0 0
Read Time:2 Minute, 5 Second

“Ne istediğimiz açık. Çeçenler gibi bağımsızlık ve federasyon istemiyoruz. Tek bir devlet çerçevesinde demokratik çözüm istiyoruz.”

Bu sözler, 1999’dan beri İmralı’da yatan PKK lideri Abdullah Öcalan’a ait. Öcalan’ın 1980’lerdeki tutumuyla 1990’lardaki tutumu arasında açık bir değişim var. Fakat Türkler Kürt sorununa yaklaşımlarını değiştirmedi.

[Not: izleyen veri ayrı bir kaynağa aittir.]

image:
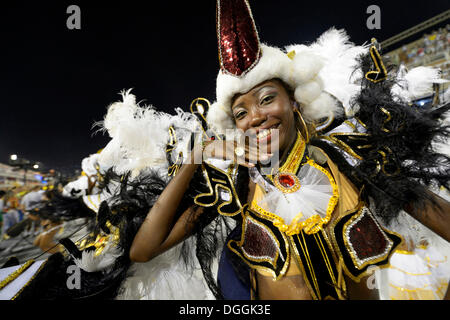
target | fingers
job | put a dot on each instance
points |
(247, 155)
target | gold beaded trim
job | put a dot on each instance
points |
(312, 224)
(14, 275)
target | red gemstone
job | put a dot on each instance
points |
(286, 180)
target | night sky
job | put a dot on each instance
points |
(56, 83)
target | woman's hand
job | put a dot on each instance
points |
(244, 154)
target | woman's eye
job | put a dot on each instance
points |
(267, 99)
(239, 114)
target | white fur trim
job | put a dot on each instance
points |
(326, 66)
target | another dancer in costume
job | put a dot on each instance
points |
(118, 187)
(352, 155)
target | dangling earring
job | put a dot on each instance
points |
(305, 134)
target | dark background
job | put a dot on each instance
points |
(56, 83)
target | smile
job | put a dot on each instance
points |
(264, 133)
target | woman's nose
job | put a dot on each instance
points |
(257, 117)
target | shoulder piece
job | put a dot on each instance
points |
(361, 242)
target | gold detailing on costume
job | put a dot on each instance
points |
(214, 185)
(334, 137)
(290, 166)
(312, 224)
(305, 127)
(423, 293)
(389, 117)
(199, 107)
(380, 73)
(101, 241)
(309, 264)
(296, 186)
(358, 263)
(295, 156)
(257, 259)
(13, 276)
(173, 168)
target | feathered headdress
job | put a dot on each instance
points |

Osmanlı Devleti’nin 1918’de yıkılmasından bu yana Türkiye enerjisini Kürtlere savaş açmaya kanalize etti. Kürtlerin Türk ulusal hareketine karşı İngilizlerle işbirliği yatığı gerekçesiyle, bazılarının 1. Dünya Savaşı’nda Rusya’yla eşgüdüm kurma girişimleri sebebiyle ve son olarak da ayrılıkçı eğilim gerekçesiyle Kürtlerle savaşıldı.

1990’lara dek yok sayıldılar

İttihat ve Terakki hükümeti Kürtleri Rusya sınırına paralel Kürt bölgelerinden Anadolu ilerine tehcir etmişti. Osmanlı’nın yıkılmasından sonraki ilk Kürt isyanı 1919’da Malatya’da yaşandı ve Türkler, Kürtleri Atatürk

liderliğindeki Türk özgürlükçü hareketine karşı kışkırtmada İngilizlerin rol oynadığını düşündü. 1930’larda kurulan Türk Tarih Kurumu da Kürtlerin var olmadığını açıklamıştı. Kurum, Kürtlerin beş bin yıl önce Orta

Asya’dan gelen Turan kökünden bir ırk, dillerinin de uzun süre engebeli dağlarda kalmaları sebebiyle Türkçe, Farsça, Arapça ve Ermenice’nin karışımı olduğunu savundu.

1924 Anayasası’nın ikinci maddesiyse devletin dilinin Türkçe olduğunu ifade ediyordu. Türk devleti 15 Ağustos 1984’te silahlı mücadelenin ilan edilmesi sonrası kendisine bağlı silahlı Kürt milisler -korucular- oluştururken ve dönemin başbakanı Turgut Özal Kürt sorununu ele alırken üç yöntem izledi: İlki, Kürt nüfusun ekonomik, siyasi ve sosyal hayata entegrasyonu girişiminde kendini gösterdi. İkincisi Kürt şiddetine karşı şiddetle cevap verilmesiydi. Üçüncüsüyse, Kürt bölgelerinin ekonomik ve sosyal olarak geliştirilmesi girişimiydi.

Diğer yandan, hükümet 1990’da Kürtlere yönelik siyasetini değiştirdi ve ‘dağ Kürtleri’ şeklindeki önceki adlandırma yerine Kürtlerin toplu varlığını, bağımsız kimlik ve dillerini ifade etmelerini kabul etti. Ayrıca sınırlı siyasi çalışmalarda bulunmalarına izin verildi.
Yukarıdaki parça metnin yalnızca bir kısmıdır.